Révoltante. Un peu de modestie, nom d’un petit pois ! Au mieux, on
vocifère « c’est mon projet ». Mais, enrôler de force de pauvres
hères qui n’ont rien demandé, ça, non, c’est mal.
Ceci dit, vous n’êtes pas plus avancée. La rentrée
pointe, enfin (oui, « enfin », le parent comprendra…), le bout de son
nez, et vous n’y voyez pas plus clair que dans le cul d’un mammouth. Que
s’est-il passé ?
Une réunion qui aurait dégénéré ? Avec un
Trudy Nimportnawak qui lève frénétiquement la main, trépignant sur sa chaise
comme un sixième assoiffé de participation (après, ça leur passe…) et qui lance,
comme un sixième qui ne peut mémoriser la seconde consigne qui consiste à
attendre qu’on lui donne la parole comme s’il n’était pas seul dans cette
classe surchargée, Trudy lance, donc, ce qu’on pourrait appeler une idée :
« Et si on réglait le problème du manque d’enseignants avec du job
dating ? »
Et personne pour lui rétorquer « Trudy, ta
gueule. Tu fais chier. Mémé t’a pas appris à tourner sept fois ta langue dans
ta bouche, tirer dessus et faire un nœud bien serré avant de
parler ? » Ou un simple : « Au coin. Et, si tu t’avises de
sortir encore pareille ineptie, tu me conjugueras ʺJe ne dois pas m’essuyer les
pieds sur le service public comme sur un vulgaire paillasson avec mon cerveau
tout crottéʺ, à tous les temps de l’indicatif. Au fait, Trudy, c’est toi qui as
remplacé les notions de COD et COI par le prédicat ? Lumineux :
remplacer le seul point de grammaire facile pour les mômes par un truc tordu et
imbittable, bravo. Au coin, Trudy. »
Non, le chef de Trudy a dû lui dire :
« Super, Trudy, génial ! Avec ça, en deux jours, trois entretiens, on
peut rendre invisible le problème de recrutement des profs ! Oubliées les
démissions ! Enterrés les salaires indigents ! Occultées les classes
surchargées ! Effacés les gosses lobotomisés à Tik Tok ! Zappés les
parents consommateurs et méprisants ! Et on peut même continuer à désosser
le squelette du corps enseignant pour engraisser les établissements privés.

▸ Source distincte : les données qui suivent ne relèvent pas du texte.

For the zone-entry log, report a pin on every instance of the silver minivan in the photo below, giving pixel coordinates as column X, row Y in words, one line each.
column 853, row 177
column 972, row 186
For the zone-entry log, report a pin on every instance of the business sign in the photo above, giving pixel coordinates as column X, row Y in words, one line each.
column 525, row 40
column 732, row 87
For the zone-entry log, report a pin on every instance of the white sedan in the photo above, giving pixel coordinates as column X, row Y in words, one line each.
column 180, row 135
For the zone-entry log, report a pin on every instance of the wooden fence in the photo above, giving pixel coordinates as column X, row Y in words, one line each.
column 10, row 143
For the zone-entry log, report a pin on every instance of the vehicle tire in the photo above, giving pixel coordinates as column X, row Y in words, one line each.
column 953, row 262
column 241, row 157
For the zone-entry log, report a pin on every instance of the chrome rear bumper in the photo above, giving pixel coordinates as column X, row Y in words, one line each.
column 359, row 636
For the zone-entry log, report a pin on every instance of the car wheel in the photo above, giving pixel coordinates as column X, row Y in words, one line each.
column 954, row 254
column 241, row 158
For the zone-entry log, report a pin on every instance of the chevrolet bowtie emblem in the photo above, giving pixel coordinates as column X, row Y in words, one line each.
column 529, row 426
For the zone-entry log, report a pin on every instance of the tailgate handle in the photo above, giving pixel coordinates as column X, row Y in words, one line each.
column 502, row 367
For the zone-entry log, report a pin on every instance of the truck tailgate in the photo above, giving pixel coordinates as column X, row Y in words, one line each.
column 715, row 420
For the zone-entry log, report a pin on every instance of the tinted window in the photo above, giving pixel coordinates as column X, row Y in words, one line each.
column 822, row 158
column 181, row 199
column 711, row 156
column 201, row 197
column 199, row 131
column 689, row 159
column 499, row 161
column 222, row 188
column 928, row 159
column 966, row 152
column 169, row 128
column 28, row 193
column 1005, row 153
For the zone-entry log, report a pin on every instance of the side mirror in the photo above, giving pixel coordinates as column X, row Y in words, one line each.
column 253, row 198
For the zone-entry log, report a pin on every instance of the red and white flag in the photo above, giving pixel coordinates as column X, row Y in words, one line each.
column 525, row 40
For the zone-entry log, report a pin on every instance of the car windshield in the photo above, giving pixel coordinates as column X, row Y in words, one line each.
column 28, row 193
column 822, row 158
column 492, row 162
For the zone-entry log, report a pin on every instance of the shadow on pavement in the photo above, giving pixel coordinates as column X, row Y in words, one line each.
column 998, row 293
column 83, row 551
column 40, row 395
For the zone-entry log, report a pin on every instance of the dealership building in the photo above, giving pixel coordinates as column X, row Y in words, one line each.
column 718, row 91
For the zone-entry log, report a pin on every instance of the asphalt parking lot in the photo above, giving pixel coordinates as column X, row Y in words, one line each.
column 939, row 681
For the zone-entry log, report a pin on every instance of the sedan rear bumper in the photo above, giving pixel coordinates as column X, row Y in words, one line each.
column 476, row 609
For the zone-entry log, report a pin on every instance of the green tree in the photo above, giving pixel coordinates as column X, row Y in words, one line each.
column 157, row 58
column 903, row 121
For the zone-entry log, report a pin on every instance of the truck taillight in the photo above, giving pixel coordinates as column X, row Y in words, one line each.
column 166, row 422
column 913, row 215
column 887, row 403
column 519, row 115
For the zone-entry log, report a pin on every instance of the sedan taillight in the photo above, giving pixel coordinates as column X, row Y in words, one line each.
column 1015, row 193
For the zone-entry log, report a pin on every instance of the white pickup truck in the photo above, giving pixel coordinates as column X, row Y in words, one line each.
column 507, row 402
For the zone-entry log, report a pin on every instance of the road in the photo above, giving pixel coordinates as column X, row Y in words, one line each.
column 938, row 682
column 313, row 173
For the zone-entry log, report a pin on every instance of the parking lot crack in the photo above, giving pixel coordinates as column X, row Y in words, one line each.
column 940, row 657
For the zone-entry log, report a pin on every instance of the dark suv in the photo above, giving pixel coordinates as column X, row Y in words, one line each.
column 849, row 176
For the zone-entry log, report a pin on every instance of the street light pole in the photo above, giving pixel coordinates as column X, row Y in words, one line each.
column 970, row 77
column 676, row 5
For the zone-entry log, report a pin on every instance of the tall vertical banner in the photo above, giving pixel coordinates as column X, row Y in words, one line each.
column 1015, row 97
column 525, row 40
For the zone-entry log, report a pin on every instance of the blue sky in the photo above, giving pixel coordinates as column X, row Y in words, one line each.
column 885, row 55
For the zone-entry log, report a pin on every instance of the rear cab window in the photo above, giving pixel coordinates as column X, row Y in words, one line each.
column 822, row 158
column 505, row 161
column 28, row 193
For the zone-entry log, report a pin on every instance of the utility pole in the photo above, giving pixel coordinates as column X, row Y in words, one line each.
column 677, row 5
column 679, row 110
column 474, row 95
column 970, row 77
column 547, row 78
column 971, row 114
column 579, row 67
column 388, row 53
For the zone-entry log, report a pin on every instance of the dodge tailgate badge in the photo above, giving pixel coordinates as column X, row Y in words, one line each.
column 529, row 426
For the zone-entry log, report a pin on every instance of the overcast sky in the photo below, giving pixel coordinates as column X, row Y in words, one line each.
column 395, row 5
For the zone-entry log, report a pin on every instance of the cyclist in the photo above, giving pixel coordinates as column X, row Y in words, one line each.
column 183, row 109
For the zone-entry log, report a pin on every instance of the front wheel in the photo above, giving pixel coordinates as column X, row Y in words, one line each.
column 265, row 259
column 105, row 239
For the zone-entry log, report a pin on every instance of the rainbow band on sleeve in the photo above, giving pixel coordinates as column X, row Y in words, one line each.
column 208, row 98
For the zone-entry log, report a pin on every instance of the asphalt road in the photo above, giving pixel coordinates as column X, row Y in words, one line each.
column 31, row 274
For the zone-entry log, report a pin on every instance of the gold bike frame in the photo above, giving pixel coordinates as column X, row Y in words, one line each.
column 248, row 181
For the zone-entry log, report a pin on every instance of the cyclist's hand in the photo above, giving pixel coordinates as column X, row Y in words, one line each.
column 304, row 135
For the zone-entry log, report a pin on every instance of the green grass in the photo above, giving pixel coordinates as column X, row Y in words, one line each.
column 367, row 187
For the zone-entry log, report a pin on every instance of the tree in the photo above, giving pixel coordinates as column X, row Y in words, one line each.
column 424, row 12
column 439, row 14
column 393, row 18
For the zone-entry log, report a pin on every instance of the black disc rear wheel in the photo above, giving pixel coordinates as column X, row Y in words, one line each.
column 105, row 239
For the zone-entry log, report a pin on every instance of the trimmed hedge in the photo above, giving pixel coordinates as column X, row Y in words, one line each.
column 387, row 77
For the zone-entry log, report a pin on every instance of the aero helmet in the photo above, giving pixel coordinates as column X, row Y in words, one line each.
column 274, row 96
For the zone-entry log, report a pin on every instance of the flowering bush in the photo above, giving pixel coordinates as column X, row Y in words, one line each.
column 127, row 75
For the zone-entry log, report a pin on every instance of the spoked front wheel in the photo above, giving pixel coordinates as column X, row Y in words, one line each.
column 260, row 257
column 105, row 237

Magnifique ! Brillant ! » Trudy, tout émoustillé, aurait même
osé :
« Et on pourrait éventuellement proposer de
revaloriser le salaire des aspirants enseignants ?
̶ Parfait. Avec tous les clampins qui croient
durs comme fer qu’un prof passe son temps à se la couler douce entre deux
vacances, on va faire un tabac. Ça va plus se bousculer au portillon des
rectorats qu’au salon de l’agriculture ou à un concert de Metallica ! Il
suffit de geler les salaires sur une vingtaine d’années : bon, les vieux
briscards vont râler d’être payés autant qu’un gugusse qui n’a pas passé un an
à trimer comme un damné pour passer un concours exigeant, mais qu’ils se
mettent en grève : ça mettra de l’eau au bon vieux moulin de l’enseignant
fainéasse privilégié et râleur. Et puis on peut compter sur les géniteurs fiers
de leur descendance pour postuler : ils vont se ruer sur l’aubaine, tout
fiers d’avoir réussi à faire manger du gâteau aux courgettes à Kevin, et se
coltiner une trentaine de gamins … D’autres suggestions stimulantes
Trudy ?
̶ On pourrait envoyer un mail à tous les parents
d’élèves pour trouver des candidats, ils pourraient même en parler autour
d’eux. Si on ajoute les ATSEM et les chauffeurs de bus, on peut faire d’une
pierre trois coups.
̶ Mais… Trudy… Tu clapotes d’idées
chatoyantes ! C’est plus du ruissellement, c’est carrément un
tsunami ! T’as déjà pensé au ministère ? Le poste est pris, pour
l’instant, mais on doit pouvoir te trouver une place… Ministre au démantèlement
méticuleux du service public ? Zut. Non. Trop explicite. Ah, tout le monde
n’a pas ton génie, Trudy. Ministre de l’évolution de l’éducation ?
Mieux ! Ministre de l’évolution… Plus vague. Ca claque. T’aurais les
coudées franches pour laisser libre cours à ton terrible génie.
̶ Si je puis me permettre… Un appel aux
retraités ?
̶ Ouahh ! Mais ça fourmille dans ce
ciboulot ! T’es une termitière à idées, Trudy ! Et en plus, c’est top
pour endormir ces fossiles qui geignent sur leur fin de mois qui commence le
huit ! Trudy, tu es trop fort… Viens là que je te fasse un gros poutou. Je
plaisante ! Pas de Poutou ! Ah ah ! »
Non… Il est peu probable que cela se soit passé
ainsi. Quoique…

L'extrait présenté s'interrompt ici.